The dry start method is very effective and especially useful with fragile plants like HC. Here is a thread by one of our members (Ashley, I hope you don't mind). Unfortunately, I don't have the patience to try this method !

Best Regards,

Stuart


----------



## 2wheelsx2 (Apr 21, 2010)

It's a dry start. The water is not actually over the substrate. It should be just at the surface of it. It's not just algae, it's the lack of need for CO2 since it can get it from the atmosphere. You can grow a very dense carpet that way. I believe there are 2 threads here on it, and lots on plantedtank.net. I even had a journal of it on the old site. Shawn (Nicklfire) is doing it now in his 75 gallon journal.


----------



## target (Apr 21, 2010)

I tried it out in my 15g work tank with some HC. It worked pretty well. Just takes a lot of time and patience. But once you get it all planted, it is very simple to maintain. Wait until it is well rooted and then be very careful when filling the tank. I uprooted portions of the HC when I filled it.


----------



## reefkeeper (Jul 29, 2010)

Thanks everyone for answering. I will give it a try.


----------



## Nicklfire (Apr 21, 2010)

I will be covering the DSM (dry start method) on my journal, and i will do a seperate how to article with day by day progress.

Shawn


----------



## reefkeeper (Jul 29, 2010)

Nicklfire, dont forget to post your link here. Thanks.


----------



## AvianAquatics (Apr 29, 2010)

I haven't tried dry start method myself but I heard it's good for harder to keep carpet plants and such. Let us know how it turns out!


----------



## reefkeeper (Jul 29, 2010)

I have started the tank and planted some plants already. I will post some pics later.


----------



## reefkeeper (Jul 29, 2010)

I started a dry start method. around less than 1% of my plant leaves started turning black. Any suggestion and why? I have been spraying the plants daily with water mixed with around 5ppm of nutrafin plant gro from PJ Pets with (N-0.15,P-0,K-0). Am i burning the leaves with too much fertilizer?


----------



## Nicklfire (Apr 21, 2010)

Well..

i have been doing mine for about.. 5 days now i think and i have yet to mist it yet. nor am i adding any fertz (because i'm using flourite) which should contain more then enough nutrients.

Keep in mind your plants are turning switching from under water plants to out of water plants, so there will be some sort of transition there.

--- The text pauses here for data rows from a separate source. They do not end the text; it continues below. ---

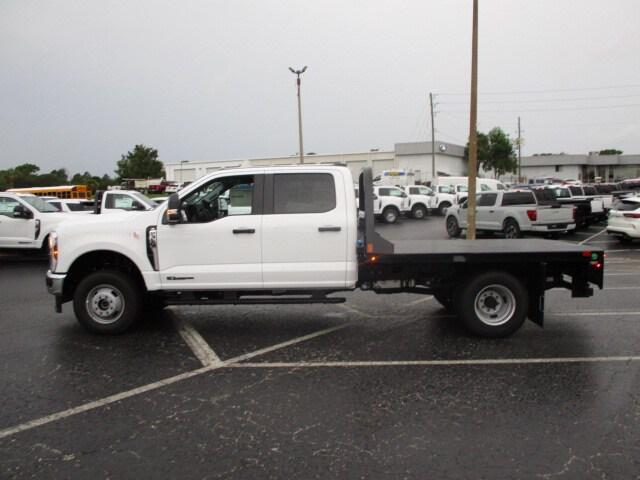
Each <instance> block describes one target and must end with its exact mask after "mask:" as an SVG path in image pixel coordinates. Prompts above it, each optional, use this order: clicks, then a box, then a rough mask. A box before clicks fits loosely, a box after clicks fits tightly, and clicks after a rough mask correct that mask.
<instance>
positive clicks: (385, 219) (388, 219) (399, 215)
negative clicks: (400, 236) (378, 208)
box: [382, 207, 400, 223]
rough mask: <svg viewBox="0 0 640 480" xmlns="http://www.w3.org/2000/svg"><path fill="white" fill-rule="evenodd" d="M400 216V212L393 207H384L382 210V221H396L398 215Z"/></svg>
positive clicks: (396, 208) (386, 221)
mask: <svg viewBox="0 0 640 480" xmlns="http://www.w3.org/2000/svg"><path fill="white" fill-rule="evenodd" d="M399 216H400V212H398V209H397V208H395V207H385V209H384V210H383V211H382V219H383V220H384V223H396V222H397V221H398V217H399Z"/></svg>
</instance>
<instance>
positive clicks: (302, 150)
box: [289, 65, 307, 163]
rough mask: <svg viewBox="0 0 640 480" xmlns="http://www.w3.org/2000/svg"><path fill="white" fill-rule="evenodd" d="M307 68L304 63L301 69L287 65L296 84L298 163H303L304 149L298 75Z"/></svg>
mask: <svg viewBox="0 0 640 480" xmlns="http://www.w3.org/2000/svg"><path fill="white" fill-rule="evenodd" d="M306 69H307V67H306V65H305V66H304V67H303V68H302V70H294V69H293V68H291V67H289V70H291V73H293V74H294V75H296V77H297V79H296V84H297V85H298V139H299V140H300V163H304V150H303V148H302V106H301V104H300V75H302V74H303V73H304V72H305V70H306Z"/></svg>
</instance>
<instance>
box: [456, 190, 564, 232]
mask: <svg viewBox="0 0 640 480" xmlns="http://www.w3.org/2000/svg"><path fill="white" fill-rule="evenodd" d="M550 194H551V193H550ZM552 200H553V198H550V199H546V201H542V202H541V201H539V199H538V198H537V197H536V195H534V192H532V191H531V190H522V191H504V190H501V191H499V192H485V193H480V194H478V195H477V203H476V229H477V230H478V231H485V232H502V233H504V236H505V238H520V237H521V236H522V233H523V232H528V233H539V234H546V235H553V236H555V235H558V234H560V233H566V232H567V231H569V230H574V229H575V228H576V223H575V222H576V221H575V211H574V209H573V207H572V206H561V205H560V204H558V203H557V202H553V201H552ZM445 224H446V228H447V233H448V234H449V236H450V237H459V236H460V234H461V230H463V229H466V228H467V202H466V201H465V202H464V203H462V204H460V205H456V206H454V207H451V208H449V209H448V210H447V217H446V221H445Z"/></svg>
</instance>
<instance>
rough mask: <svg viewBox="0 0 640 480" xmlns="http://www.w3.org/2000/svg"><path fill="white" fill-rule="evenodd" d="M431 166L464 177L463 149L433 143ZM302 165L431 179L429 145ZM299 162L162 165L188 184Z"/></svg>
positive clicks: (331, 156)
mask: <svg viewBox="0 0 640 480" xmlns="http://www.w3.org/2000/svg"><path fill="white" fill-rule="evenodd" d="M434 157H435V165H436V172H437V174H438V175H453V176H456V175H466V171H467V165H466V162H465V160H464V147H462V146H460V145H455V144H452V143H447V142H436V144H435V155H434ZM304 162H305V163H309V164H312V163H342V164H345V165H346V166H347V167H349V169H350V170H351V172H352V173H353V175H354V177H355V176H356V175H357V174H359V173H360V171H361V170H362V168H363V167H371V168H372V169H373V174H374V175H379V174H380V173H382V171H383V170H393V169H405V170H412V171H413V172H414V174H415V179H416V181H421V182H426V181H430V180H431V177H432V163H433V162H432V149H431V142H414V143H396V144H395V148H394V149H393V150H385V151H379V150H370V151H368V152H362V153H333V154H322V155H321V154H307V155H305V157H304ZM297 163H299V158H298V156H296V155H291V156H286V157H266V158H249V159H237V160H219V161H215V160H183V161H180V162H173V163H167V164H165V170H166V178H167V180H169V181H177V182H187V181H189V182H192V181H193V180H196V179H197V178H200V177H202V176H203V175H206V174H208V173H211V172H215V171H216V170H219V169H221V168H230V167H256V166H268V165H293V164H297Z"/></svg>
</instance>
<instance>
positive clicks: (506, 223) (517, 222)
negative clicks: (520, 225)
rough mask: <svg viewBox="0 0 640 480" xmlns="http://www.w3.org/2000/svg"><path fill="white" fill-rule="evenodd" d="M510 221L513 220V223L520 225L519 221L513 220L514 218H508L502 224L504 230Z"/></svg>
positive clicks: (513, 219) (504, 220) (516, 224)
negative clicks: (505, 227)
mask: <svg viewBox="0 0 640 480" xmlns="http://www.w3.org/2000/svg"><path fill="white" fill-rule="evenodd" d="M509 220H511V221H512V222H514V223H515V224H516V225H519V224H518V221H517V220H516V219H515V218H513V217H507V218H505V219H504V221H503V222H502V227H503V228H504V227H505V226H506V225H507V222H508V221H509Z"/></svg>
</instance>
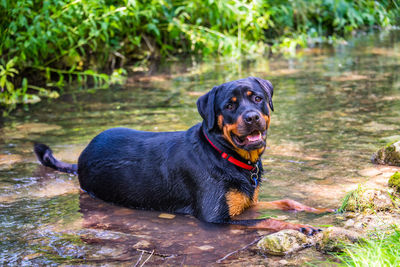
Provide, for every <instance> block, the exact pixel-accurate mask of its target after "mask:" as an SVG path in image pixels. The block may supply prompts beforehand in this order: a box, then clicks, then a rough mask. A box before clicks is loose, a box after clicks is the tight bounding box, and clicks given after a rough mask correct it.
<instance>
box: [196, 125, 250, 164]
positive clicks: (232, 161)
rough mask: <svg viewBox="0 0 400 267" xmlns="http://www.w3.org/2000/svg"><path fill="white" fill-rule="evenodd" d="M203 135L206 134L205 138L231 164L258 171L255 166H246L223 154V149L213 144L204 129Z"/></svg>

What plants are you trying?
did you cover the top with seran wrap to keep high humidity?
what size is tank?
how much light Watts?
how long lights on for .


----------



## reefkeeper (Jul 29, 2010)

Hello Nicklfire,

I have glosso, HC and eleocharis parvula...mostly carpet plants only. lights is 54 watts on a 10 gallon tank 10 hours a day. I covered the top with saran wrap since day one and humidity is high inside the tank.


----------



## reefkeeper (Jul 29, 2010)

so i should not spray water on the plants for the mean time? the front part of the tank has very little water showing because it is the lowest part of the tank. But the back part of the tank is slightly higher and you can not see any water. I am afraid the back part might be too dry if I dont spray water.

pls advise...


----------



## AvianAquatics (Apr 29, 2010)

Err just wondering did you really need to start with dry method for a tank that has 5.4w/g, that's alot! My 10Gal has light that is 5.2w/g with HC and it's doing fine with DIY CO2. With that kind of light you should be able to grow many plant submerged no problem!


----------



## reefkeeper (Jul 29, 2010)

ok...so better to submerge it now in water? pls advise...CO2 ready as well...


----------